There are a number of libraries and servers which help in exporting existing metrics from third-party systems as Prometheus metrics. This is useful for cases where it is not feasible to instrument a given system with Prometheus metrics directly (for example, HAProxy or Linux system stats).
You can find a list of exporters at following link:
The Alertmanager handles alerts sent by client applications such as the Prometheus server.
Alerting with Prometheus is separated into two parts. Alerting rules in Prometheus servers send alerts to an Alertmanager. The Alertmanager then manages those alerts, including silencing, inhibition, aggregation and sending out notifications via methods such as email, on-call notification systems, and chat platforms.
Prometheus is not intended as a dashboarding solution. Although it can be used to graph specific queries, it is not a full-fledged dashboarding solution and needs to be hooked up with Grafana to generate dashboards.
Grafana supports querying Prometheus. The Grafana data source for Prometheus is included since Grafana 2.5.0 (2015-10-28).

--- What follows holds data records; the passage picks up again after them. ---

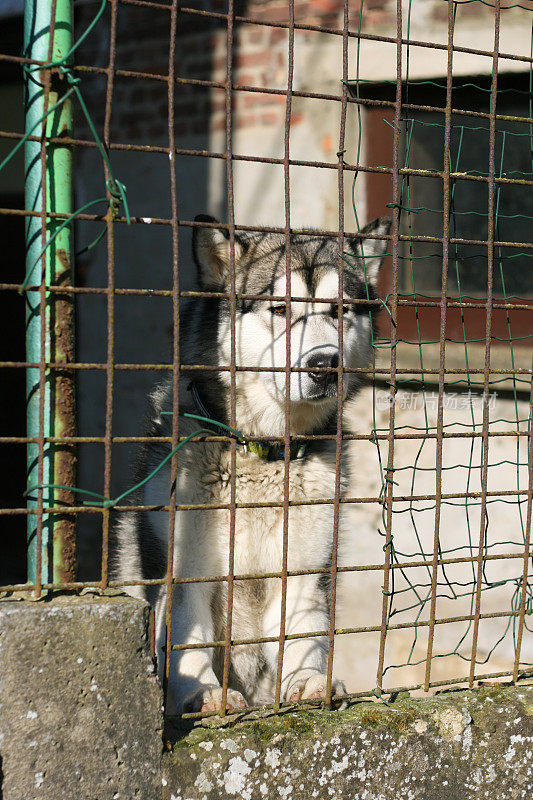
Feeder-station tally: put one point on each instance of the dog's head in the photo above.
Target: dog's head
(261, 323)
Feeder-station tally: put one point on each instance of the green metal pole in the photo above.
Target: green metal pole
(49, 324)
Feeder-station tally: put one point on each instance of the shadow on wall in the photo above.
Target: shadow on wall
(143, 259)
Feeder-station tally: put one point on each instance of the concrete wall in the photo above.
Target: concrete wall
(81, 717)
(461, 746)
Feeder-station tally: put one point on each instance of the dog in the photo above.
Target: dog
(202, 537)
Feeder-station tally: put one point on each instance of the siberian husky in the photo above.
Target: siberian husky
(202, 537)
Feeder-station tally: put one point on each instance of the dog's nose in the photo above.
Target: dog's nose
(323, 360)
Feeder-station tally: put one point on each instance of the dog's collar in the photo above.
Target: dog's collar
(269, 451)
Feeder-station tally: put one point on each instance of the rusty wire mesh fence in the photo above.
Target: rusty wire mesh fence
(435, 578)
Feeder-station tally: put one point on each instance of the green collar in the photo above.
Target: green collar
(268, 451)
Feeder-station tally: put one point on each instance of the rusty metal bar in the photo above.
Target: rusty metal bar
(140, 148)
(442, 349)
(488, 332)
(271, 229)
(322, 29)
(401, 565)
(110, 299)
(527, 545)
(340, 373)
(288, 360)
(175, 348)
(233, 353)
(393, 311)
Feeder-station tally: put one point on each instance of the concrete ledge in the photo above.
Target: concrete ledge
(80, 705)
(457, 746)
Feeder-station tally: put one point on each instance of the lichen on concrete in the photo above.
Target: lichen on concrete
(460, 744)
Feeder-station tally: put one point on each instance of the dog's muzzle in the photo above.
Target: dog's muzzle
(323, 383)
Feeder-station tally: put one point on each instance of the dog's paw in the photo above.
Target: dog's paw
(313, 687)
(209, 698)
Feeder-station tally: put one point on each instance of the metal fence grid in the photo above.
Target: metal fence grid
(55, 503)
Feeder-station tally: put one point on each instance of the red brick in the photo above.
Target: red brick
(245, 120)
(270, 118)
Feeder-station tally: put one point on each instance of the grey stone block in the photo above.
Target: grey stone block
(80, 705)
(464, 745)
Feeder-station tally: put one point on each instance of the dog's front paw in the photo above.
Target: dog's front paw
(313, 687)
(209, 698)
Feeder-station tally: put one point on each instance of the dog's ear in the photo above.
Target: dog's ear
(211, 253)
(369, 253)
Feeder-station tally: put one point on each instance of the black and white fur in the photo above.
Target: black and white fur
(202, 538)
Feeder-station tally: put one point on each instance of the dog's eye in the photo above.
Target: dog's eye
(335, 310)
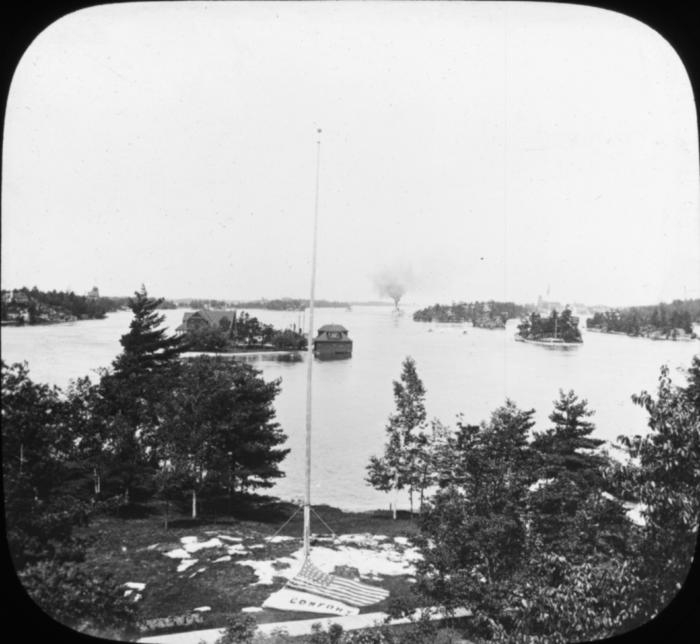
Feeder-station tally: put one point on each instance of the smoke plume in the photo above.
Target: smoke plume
(394, 282)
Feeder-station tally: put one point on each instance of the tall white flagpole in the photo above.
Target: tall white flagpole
(310, 362)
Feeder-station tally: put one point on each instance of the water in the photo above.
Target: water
(465, 370)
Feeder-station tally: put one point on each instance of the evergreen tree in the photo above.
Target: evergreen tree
(217, 428)
(139, 376)
(663, 475)
(401, 464)
(474, 526)
(146, 347)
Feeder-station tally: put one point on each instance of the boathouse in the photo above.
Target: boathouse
(332, 343)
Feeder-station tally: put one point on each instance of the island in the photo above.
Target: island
(657, 322)
(32, 306)
(278, 304)
(558, 329)
(486, 315)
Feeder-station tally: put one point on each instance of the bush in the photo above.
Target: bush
(240, 629)
(85, 601)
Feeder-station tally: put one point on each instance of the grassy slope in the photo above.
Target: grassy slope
(131, 549)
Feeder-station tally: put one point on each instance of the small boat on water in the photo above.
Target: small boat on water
(332, 343)
(548, 342)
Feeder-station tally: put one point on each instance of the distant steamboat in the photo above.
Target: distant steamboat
(332, 343)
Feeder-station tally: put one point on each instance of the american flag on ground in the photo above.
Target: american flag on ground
(312, 580)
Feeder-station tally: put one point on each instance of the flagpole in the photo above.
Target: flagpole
(310, 361)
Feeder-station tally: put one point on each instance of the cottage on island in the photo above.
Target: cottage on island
(207, 318)
(332, 343)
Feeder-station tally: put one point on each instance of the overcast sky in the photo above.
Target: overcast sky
(494, 150)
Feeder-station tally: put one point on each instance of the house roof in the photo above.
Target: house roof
(332, 327)
(211, 316)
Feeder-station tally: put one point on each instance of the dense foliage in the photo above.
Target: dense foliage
(489, 314)
(32, 306)
(289, 304)
(152, 426)
(533, 533)
(665, 320)
(245, 333)
(559, 326)
(403, 464)
(216, 428)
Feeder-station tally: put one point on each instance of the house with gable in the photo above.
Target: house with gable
(206, 318)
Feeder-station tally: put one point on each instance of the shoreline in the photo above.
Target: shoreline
(683, 338)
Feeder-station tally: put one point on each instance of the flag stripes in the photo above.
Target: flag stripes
(311, 579)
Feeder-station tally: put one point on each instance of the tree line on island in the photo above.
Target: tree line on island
(275, 304)
(242, 332)
(153, 428)
(532, 530)
(488, 315)
(562, 327)
(668, 321)
(529, 528)
(32, 306)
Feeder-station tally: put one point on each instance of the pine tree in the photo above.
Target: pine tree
(567, 447)
(140, 376)
(400, 466)
(568, 510)
(217, 427)
(146, 347)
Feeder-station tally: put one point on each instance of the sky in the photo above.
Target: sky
(477, 150)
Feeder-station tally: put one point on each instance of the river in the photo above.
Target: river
(465, 370)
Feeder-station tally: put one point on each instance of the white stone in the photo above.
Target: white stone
(185, 564)
(278, 539)
(194, 547)
(136, 585)
(178, 553)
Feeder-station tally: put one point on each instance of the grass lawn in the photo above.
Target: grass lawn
(135, 550)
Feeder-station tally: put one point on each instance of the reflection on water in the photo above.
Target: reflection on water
(469, 373)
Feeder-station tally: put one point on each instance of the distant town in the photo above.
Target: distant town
(662, 321)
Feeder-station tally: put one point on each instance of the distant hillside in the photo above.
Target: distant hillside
(288, 304)
(660, 321)
(32, 306)
(489, 314)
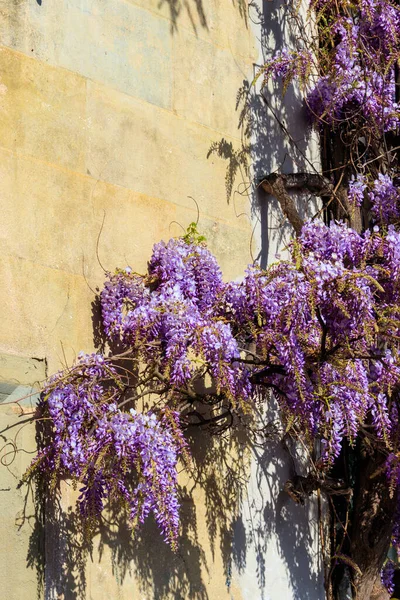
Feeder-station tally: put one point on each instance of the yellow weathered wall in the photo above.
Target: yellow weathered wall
(107, 111)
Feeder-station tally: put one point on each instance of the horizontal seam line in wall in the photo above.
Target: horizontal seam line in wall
(99, 83)
(190, 32)
(95, 181)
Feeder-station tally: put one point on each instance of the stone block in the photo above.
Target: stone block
(43, 110)
(118, 43)
(156, 153)
(207, 80)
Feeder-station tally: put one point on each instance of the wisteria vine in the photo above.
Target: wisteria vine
(320, 330)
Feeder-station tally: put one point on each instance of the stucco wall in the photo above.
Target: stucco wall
(108, 110)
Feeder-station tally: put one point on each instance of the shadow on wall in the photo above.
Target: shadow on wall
(242, 521)
(274, 130)
(231, 530)
(194, 10)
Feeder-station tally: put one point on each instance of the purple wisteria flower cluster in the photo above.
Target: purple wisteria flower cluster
(309, 329)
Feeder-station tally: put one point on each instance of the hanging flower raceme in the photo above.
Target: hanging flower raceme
(310, 329)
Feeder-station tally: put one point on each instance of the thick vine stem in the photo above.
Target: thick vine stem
(278, 184)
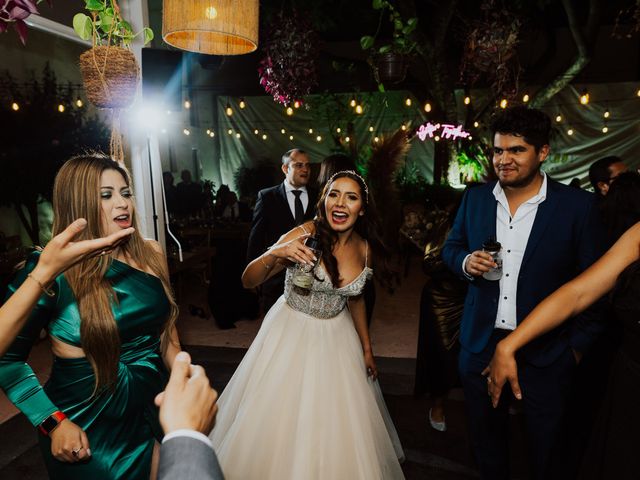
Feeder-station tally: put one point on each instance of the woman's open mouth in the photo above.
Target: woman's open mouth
(123, 221)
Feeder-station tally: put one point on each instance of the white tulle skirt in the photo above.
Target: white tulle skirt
(300, 406)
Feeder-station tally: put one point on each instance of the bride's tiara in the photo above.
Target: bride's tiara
(355, 174)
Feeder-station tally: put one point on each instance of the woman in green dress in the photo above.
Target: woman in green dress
(111, 321)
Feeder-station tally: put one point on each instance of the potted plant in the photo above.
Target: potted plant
(390, 60)
(110, 71)
(288, 71)
(15, 12)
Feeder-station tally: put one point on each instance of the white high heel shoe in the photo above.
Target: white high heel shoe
(439, 426)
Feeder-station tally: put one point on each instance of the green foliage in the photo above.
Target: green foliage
(38, 139)
(402, 41)
(106, 26)
(472, 162)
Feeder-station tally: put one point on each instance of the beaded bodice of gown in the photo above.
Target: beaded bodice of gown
(324, 300)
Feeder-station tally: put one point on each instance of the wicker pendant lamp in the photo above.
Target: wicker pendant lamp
(215, 27)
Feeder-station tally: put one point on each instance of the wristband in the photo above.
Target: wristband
(51, 422)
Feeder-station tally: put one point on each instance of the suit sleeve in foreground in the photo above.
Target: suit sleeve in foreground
(186, 458)
(586, 327)
(256, 245)
(456, 247)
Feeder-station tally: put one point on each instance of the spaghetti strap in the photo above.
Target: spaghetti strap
(366, 253)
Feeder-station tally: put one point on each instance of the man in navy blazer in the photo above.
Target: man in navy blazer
(548, 233)
(279, 209)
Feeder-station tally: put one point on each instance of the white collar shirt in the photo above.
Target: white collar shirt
(513, 234)
(291, 198)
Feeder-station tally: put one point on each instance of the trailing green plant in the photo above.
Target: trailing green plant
(402, 41)
(105, 25)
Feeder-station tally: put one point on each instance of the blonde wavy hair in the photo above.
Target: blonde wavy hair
(76, 194)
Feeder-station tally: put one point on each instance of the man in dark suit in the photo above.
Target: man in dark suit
(187, 413)
(548, 233)
(279, 209)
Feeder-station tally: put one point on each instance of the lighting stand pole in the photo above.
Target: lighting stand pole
(146, 167)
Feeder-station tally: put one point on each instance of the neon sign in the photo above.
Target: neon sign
(448, 131)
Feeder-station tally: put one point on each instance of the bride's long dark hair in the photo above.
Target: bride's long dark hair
(366, 226)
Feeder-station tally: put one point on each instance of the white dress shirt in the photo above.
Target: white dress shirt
(513, 234)
(291, 198)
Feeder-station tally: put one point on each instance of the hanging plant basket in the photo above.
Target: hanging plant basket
(390, 67)
(110, 75)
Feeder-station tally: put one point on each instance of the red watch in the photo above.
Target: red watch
(51, 422)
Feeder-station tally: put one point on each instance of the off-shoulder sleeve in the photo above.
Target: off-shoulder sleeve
(17, 379)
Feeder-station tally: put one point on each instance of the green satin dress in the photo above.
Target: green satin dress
(121, 424)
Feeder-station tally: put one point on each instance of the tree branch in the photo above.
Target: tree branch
(584, 43)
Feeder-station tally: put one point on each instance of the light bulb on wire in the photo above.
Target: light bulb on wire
(584, 97)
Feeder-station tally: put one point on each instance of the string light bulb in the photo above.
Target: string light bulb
(584, 97)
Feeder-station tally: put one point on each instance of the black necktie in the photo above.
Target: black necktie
(299, 209)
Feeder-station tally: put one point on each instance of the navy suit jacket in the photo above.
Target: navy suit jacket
(566, 238)
(272, 218)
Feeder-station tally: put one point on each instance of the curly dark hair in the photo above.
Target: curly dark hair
(529, 123)
(366, 226)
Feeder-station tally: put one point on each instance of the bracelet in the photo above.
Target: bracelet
(51, 422)
(45, 289)
(267, 266)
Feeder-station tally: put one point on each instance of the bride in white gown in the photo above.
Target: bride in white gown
(304, 402)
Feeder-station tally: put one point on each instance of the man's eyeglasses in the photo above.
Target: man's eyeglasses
(299, 165)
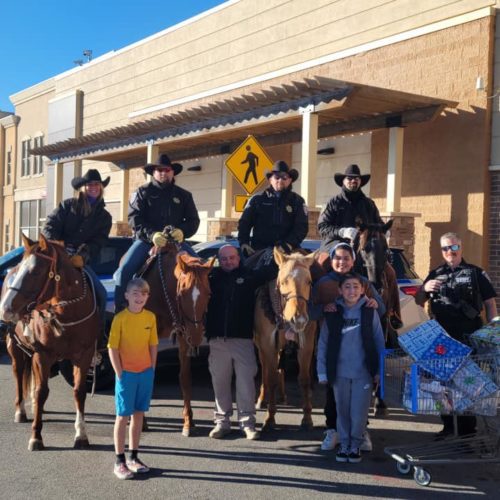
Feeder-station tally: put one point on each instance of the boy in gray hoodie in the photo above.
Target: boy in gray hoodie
(350, 343)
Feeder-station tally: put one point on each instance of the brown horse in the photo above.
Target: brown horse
(180, 292)
(293, 287)
(56, 317)
(373, 250)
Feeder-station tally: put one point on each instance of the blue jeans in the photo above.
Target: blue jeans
(100, 294)
(132, 261)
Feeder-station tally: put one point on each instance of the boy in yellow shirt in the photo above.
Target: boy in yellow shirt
(133, 348)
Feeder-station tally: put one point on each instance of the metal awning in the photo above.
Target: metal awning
(272, 114)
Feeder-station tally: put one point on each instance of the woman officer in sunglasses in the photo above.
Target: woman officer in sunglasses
(457, 292)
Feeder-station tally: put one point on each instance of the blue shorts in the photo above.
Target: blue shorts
(133, 392)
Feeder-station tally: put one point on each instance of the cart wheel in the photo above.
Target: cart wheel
(422, 477)
(403, 468)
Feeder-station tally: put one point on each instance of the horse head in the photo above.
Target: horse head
(294, 286)
(37, 279)
(193, 294)
(373, 249)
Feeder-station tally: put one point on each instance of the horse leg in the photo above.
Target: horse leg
(41, 369)
(20, 364)
(186, 387)
(304, 356)
(80, 394)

The following shows an example Grafana dashboard which queries Prometheus for data:
Prometheus works well for recording any purely numeric time series. It fits both machine-centric monitoring as well as monitoring of highly dynamic service-oriented architectures. In a world of microservices, its support for multi-dimensional data collection and querying is a particular strength.
Prometheus is designed for reliability, to be the system you go to during an outage to allow you to quickly diagnose problems. Each Prometheus server is standalone, not depending on network storage or other remote services. You can rely on it when other parts of your infrastructure are broken, and you do not need to setup extensive infrastructure to use it. And few other features includes ease of deployment, highly scalable, minimal external dependencies, it is production-ready and most importantly, designed with microservices and distributed architecture in mind.
Prometheus was first used in-house at SoundCloud, where it was developed, for monitoring their systems. The Cloud Native Computing Foundation has a number of case studies of other companies using Prometheus. These include digital hosting service Digital Ocean, digital festival DreamHack, and email and contact migration service ShuttleCloud. Separately, Pandora Radio has mentioned using Prometheus to monitor its data pipeline.
GitLab provides a Prometheus integration guide to export GitLab metrics to Prometheus, and it is activated by default since version 9.0.